Apple in drive against excessive overtime at Chinese factories
Technology giant expands tracking of working hours to cover more than one million staff employed in its production supply chain
Apple, the world's biggest technology company, has started monitoring weekly data on the working hours of more than one million employees in its production supply chain, which is largely located in China.
The iPhone and iPad maker quietly expanded this coverage last month from about 500,000 workers tracked in January, according to the company's updated "Supplier Responsibility Progress Report" published online.
"Ending … excessive overtime is a top priority for Apple in 2012," the report said.
Independent auditor the Fair Labor Association (FLA) said in August that Apple and its primary manufacturing contractor, Hon Hai Precision Industry, have made "steady progress" in trimming working hours and boosting safety measures at their three biggest mainland factories since more than 50 violations were uncovered by a comprehensive inspection in February.
Apple had revealed on January 13 its tightly guarded list of suppliers after announcing that it was admitted by the Washington-based FLA. Apple said the 156 companies in the list accounted for more than 97 per cent of its entire supply chain.
"Going deep into our supply chain, we now follow weekly supplier data for over 1 million workers," the updated Apple supplier report said. "In November, 88 per cent of workweeks were less than the 60-hour maximum specified in Apple's code of conduct."

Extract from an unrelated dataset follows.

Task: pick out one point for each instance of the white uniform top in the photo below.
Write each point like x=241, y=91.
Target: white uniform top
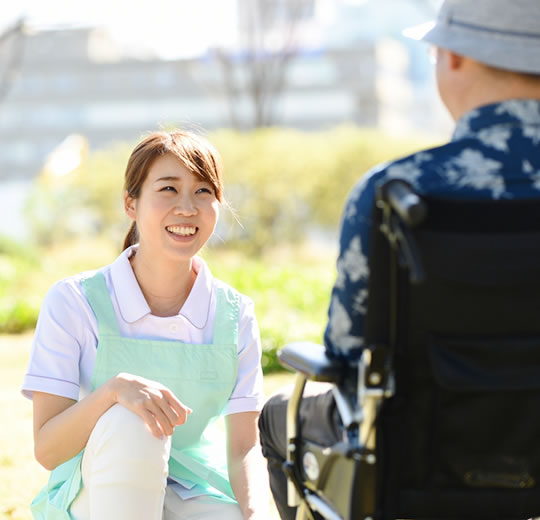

The company added: "In limited peak periods, we allow work beyond the 60-hour limit for those employees that volunteer to do so."
The FLA said in August that Hon Hai, whose manufacturing subsidiaries are collectively known under the trade name of Foxconn Technology Group, cut working time to 60 hours a week, with the goal of meeting the 40-hour legal limit next July. The group also increased wages and enforced stricter working hours for interns.
Hon Hai, which employs about 1.2 million people across its electronics operations, had earlier been accused of labour-rights abuses which led to a series of worker suicides in 2010 and a fatal industrial accident last year.
The FLA's initial audit in February surveyed 35,000 workers at Foxconn's Apple-related operations in Guanlan and Longhua in Guangdong province and Chengdu in Sichuan province. It found that workers each averaged 56 hours per week, with maximum weekly working hours averaging 61 hours.
About 48 per cent of the employees surveyed thought that working hours were reasonable, 34 per cent would like to make more money and 18 per cent felt they worked too much.
In its updated supplier report, Apple said: "Our approach to reducing excessive working hours has evolved over the years from a small seed programme into a comprehensive approach that interlinks training, management consultation, integration with procurement decisions, and verification of work-hour practices and systems."
Apple also said its audits have been expanded to include 28 suppliers in Malaysia and Singapore.